ASSDAug 2, 2021

Analyzing Speaker Information in Self-Supervised Models to Improve Zero-Resource Speech Processing

arXiv:2108.00917v135 citations
Originality Incremental advance
AI Analysis

This work addresses the challenge of zero-resource speech processing by enhancing feature interpretability and normalization, offering incremental improvements for applications like speech recognition without labeled data.

The paper tackled the problem of understanding and manipulating speaker and phonetic information in self-supervised speech models, showing that standardizing features removes speaker details and improves acoustic unit discovery, leading to competitive results in the ZeroSpeech2021 Challenge.

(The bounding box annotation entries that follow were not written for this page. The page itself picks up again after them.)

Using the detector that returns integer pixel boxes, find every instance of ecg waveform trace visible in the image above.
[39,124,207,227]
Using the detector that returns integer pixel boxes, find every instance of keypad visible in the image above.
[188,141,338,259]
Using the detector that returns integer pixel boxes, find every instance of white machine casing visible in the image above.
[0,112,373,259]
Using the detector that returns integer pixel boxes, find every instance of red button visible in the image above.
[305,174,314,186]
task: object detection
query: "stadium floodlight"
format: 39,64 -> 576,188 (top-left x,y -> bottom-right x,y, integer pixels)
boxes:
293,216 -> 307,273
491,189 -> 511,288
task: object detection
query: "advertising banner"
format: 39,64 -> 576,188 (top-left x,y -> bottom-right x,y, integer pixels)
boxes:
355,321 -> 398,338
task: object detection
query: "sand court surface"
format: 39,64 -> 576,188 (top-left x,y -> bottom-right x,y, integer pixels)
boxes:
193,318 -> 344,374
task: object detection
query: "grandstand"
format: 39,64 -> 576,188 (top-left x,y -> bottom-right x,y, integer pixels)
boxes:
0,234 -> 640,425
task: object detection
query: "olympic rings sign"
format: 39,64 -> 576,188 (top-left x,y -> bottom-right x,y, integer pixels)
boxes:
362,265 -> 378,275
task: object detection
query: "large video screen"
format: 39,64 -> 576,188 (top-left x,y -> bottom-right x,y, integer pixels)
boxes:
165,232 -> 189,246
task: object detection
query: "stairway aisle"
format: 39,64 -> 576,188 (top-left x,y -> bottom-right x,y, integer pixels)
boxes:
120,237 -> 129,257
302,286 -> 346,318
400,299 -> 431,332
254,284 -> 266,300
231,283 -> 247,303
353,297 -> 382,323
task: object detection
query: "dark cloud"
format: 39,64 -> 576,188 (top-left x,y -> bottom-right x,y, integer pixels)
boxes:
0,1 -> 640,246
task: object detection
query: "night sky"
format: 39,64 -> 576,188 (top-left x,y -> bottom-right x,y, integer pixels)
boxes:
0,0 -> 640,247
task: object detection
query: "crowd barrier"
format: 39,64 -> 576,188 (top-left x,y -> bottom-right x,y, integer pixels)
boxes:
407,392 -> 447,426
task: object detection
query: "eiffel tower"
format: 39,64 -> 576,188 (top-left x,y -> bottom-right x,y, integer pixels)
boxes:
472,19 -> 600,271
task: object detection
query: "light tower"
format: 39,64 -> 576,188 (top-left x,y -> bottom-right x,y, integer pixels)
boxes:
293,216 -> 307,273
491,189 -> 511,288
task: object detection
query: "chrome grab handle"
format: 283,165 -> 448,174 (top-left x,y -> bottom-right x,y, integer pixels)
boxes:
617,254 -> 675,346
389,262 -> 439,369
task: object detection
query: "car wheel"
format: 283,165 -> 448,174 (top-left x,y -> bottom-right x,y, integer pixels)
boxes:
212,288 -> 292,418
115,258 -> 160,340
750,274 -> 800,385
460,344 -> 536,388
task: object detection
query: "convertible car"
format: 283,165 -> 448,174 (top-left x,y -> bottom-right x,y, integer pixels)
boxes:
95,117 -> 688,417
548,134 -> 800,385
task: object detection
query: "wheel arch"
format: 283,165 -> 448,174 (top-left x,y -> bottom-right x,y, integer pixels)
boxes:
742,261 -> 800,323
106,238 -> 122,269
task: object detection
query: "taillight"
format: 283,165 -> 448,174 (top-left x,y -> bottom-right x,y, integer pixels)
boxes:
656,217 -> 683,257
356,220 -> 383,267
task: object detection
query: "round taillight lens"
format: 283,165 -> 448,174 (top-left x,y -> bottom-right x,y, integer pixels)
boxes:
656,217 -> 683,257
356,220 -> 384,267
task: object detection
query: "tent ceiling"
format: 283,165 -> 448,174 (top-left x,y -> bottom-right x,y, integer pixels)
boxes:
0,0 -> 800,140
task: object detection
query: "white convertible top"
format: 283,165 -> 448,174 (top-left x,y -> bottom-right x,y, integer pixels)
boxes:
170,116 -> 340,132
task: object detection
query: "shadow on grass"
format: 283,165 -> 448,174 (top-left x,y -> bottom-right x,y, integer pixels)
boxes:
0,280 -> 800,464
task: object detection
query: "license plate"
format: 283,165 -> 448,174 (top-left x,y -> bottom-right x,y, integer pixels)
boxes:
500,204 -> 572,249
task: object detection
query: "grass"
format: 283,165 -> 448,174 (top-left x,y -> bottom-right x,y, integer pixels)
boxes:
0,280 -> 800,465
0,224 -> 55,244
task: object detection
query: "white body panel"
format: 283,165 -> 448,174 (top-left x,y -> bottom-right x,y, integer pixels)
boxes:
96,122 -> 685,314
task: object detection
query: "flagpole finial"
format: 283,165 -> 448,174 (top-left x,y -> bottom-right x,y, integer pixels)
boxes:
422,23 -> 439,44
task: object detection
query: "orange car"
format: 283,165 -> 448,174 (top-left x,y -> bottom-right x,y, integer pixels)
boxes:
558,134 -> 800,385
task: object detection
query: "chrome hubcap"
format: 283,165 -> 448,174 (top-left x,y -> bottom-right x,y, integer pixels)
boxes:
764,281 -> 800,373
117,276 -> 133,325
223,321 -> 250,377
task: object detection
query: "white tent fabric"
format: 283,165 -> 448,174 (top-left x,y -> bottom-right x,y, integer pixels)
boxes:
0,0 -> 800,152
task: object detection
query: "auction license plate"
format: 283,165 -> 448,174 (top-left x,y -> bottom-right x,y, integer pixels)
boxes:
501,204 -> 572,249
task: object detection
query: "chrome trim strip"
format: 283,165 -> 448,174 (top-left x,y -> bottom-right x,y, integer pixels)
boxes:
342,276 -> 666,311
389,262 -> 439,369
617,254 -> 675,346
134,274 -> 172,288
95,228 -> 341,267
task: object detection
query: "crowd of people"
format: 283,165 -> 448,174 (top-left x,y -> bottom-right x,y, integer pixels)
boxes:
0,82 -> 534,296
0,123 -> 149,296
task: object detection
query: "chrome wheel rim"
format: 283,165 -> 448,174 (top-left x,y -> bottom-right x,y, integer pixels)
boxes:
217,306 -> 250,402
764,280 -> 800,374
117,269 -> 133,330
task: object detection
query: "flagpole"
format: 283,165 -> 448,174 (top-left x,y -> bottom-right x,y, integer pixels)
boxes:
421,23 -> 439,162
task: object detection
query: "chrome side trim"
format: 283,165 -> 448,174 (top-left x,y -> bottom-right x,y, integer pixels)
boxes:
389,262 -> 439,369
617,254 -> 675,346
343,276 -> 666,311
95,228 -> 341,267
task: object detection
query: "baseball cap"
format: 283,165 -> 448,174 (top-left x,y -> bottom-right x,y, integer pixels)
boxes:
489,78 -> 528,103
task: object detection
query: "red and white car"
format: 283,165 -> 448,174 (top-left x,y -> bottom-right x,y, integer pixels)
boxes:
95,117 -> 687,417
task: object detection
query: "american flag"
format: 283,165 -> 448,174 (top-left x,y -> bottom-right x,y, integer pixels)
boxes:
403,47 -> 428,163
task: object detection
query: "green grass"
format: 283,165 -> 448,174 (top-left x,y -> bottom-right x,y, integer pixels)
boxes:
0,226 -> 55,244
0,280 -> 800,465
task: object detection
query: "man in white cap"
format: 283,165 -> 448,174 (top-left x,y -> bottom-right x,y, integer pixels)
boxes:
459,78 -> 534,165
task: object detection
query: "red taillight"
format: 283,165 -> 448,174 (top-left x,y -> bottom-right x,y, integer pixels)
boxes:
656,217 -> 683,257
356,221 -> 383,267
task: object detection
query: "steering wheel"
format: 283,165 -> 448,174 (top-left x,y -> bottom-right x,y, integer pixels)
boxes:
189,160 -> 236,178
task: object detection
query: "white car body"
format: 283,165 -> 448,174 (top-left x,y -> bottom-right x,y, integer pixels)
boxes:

Contrastive predictive coding (CPC) aims to learn representations of speech by distinguishing future observations from a set of negative examples. Previous work has shown that linear classifiers trained on CPC features can accurately predict speaker and phone labels. However, it is unclear how the features actually capture speaker and phonetic information, and whether it is possible to normalize out the irrelevant details (depending on the downstream task). In this paper, we first show that the per-utterance mean of CPC features captures speaker information to a large extent. Concretely, we find that comparing means performs well on a speaker verification task. Next, probing experiments show that standardizing the features effectively removes speaker information. Based on this observation, we propose a speaker normalization step to improve acoustic unit discovery using K-means clustering of CPC features. Finally, we show that a language model trained on the resulting units achieves some of the best results in the ZeroSpeech2021~Challenge.